Kemampuan orang untuk berinisiatif berbeda-beda. Hakekat inisiatif lebih dekat untuk disebut sebagai sebuah "keahlian", tapi berbasiskan pengetahuan. Namun, bukan berarti hanya orang-orang tertentu yang bisa memacu inisiatif. Tidak. Semua orang bisa meningkatkan daya inisatif untuk beramal shalih, sesuai kadar peegetahuan dan kemampuannya. Karenanya, memahami hal-hal yang bisa mempengaruhi – baik positif atau negatif – daya inisiatif sangatlah penting.
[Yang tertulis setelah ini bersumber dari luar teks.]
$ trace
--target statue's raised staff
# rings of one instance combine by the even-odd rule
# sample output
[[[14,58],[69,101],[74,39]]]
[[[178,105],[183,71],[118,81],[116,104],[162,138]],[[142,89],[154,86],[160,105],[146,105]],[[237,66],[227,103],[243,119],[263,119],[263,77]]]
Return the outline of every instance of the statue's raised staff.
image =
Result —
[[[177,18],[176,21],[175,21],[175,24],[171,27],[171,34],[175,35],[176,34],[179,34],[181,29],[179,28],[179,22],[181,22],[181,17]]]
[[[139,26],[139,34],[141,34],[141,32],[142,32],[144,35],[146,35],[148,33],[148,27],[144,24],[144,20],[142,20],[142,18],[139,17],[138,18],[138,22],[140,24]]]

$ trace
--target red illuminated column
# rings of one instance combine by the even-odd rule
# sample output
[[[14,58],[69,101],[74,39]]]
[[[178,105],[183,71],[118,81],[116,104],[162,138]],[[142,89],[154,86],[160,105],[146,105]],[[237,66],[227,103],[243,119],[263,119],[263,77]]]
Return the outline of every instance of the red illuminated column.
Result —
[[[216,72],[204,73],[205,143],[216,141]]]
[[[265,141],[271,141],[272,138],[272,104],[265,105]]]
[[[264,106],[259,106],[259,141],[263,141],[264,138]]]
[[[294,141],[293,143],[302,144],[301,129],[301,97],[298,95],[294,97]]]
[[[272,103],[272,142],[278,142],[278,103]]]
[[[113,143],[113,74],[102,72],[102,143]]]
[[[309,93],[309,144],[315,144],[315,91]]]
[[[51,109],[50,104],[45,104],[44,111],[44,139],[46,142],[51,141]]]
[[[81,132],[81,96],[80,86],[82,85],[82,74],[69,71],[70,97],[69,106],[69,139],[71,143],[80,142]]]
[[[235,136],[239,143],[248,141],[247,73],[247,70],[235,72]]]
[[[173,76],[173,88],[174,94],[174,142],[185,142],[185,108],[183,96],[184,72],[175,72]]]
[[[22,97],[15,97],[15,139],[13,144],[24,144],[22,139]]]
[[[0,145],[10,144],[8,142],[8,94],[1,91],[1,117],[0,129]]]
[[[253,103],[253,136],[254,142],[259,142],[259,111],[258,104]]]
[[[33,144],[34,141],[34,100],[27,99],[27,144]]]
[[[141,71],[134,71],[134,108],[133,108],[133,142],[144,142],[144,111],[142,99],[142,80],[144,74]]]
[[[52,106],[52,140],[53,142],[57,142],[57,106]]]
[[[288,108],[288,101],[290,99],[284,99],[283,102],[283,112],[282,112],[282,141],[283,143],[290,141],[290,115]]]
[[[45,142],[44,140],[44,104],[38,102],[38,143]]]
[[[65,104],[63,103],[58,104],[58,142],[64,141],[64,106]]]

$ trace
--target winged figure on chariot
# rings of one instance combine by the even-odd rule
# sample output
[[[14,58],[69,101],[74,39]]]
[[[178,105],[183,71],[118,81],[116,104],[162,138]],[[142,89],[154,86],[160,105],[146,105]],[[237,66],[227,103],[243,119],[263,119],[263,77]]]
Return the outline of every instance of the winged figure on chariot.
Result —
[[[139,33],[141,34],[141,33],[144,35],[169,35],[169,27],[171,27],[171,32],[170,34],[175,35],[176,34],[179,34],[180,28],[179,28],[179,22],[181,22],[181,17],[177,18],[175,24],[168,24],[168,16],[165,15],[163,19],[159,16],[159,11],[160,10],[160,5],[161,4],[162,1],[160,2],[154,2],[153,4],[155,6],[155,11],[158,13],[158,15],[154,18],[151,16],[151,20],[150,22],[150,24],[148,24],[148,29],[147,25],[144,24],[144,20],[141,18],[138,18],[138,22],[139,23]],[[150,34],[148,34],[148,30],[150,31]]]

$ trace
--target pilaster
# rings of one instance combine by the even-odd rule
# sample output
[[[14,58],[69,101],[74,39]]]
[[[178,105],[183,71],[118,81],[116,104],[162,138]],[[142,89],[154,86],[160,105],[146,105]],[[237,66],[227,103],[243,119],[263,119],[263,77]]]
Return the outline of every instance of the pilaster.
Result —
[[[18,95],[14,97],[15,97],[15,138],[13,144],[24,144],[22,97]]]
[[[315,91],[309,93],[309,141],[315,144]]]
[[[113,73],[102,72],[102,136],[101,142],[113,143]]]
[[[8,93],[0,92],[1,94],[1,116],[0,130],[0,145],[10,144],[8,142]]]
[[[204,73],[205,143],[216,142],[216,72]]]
Kemampuan dan keahlian adalah pengaruh internal. Sedang pengaruh luarnya adalah kultur atau budaya yang mengitari seseorang. Kultur dimaksud banyak, antara lain:

Kultur sosial
Maksudnya, iklim atau budaya yang lahir dari proses interaksi seseorang dengan orang lain. Atau bergaulnya seseorang dengan orang lain, dalam lingkup kecil maupun besar. Dengan anggota keluarga, dengan teman kerja, teman belajar, dengan sesama aktivis da’wah, maupun dalam lingkup lebih luas yaitu masyarakat. Kultur sosial punya dampak pada tingkat kemampuan orang untuk berinisiatif, karena manusia punya tabiat “saling terpengaruh dan mempengaruhi”. Pada umumnya anak-anak muda pecandu narkoba, memulai inisiatif buruknya itu karena ajakan teman. Hal yang sama juga terjadi pada kebiasaan merokok mereka. Mulanya diajak dan ikut-ikutan teman.

Anak-anak yang hidup nyaman dan serba berkecukupan sejak kecil, yang segala keperluannya siap sedia, dan tidak dikenalkan Islam secara baik, umumnya punya daya inisiatif beramal lebih kecil dari anak-anak yang lahir dalam keadaan susah, harus membantu mencari nafkah, hidup serba kekurangan, dan diajarkan norma-norma Islam. Karenanya, Rasulullah menasehati umatnya agar sekali-kali latihan hidup susah, “Ikhsyausyinu, fainnanni’mata la tadumu.” Bersusah-susahlah, karena sesungguhnya nikmat Allah itu tidak selamanya (bersama kita).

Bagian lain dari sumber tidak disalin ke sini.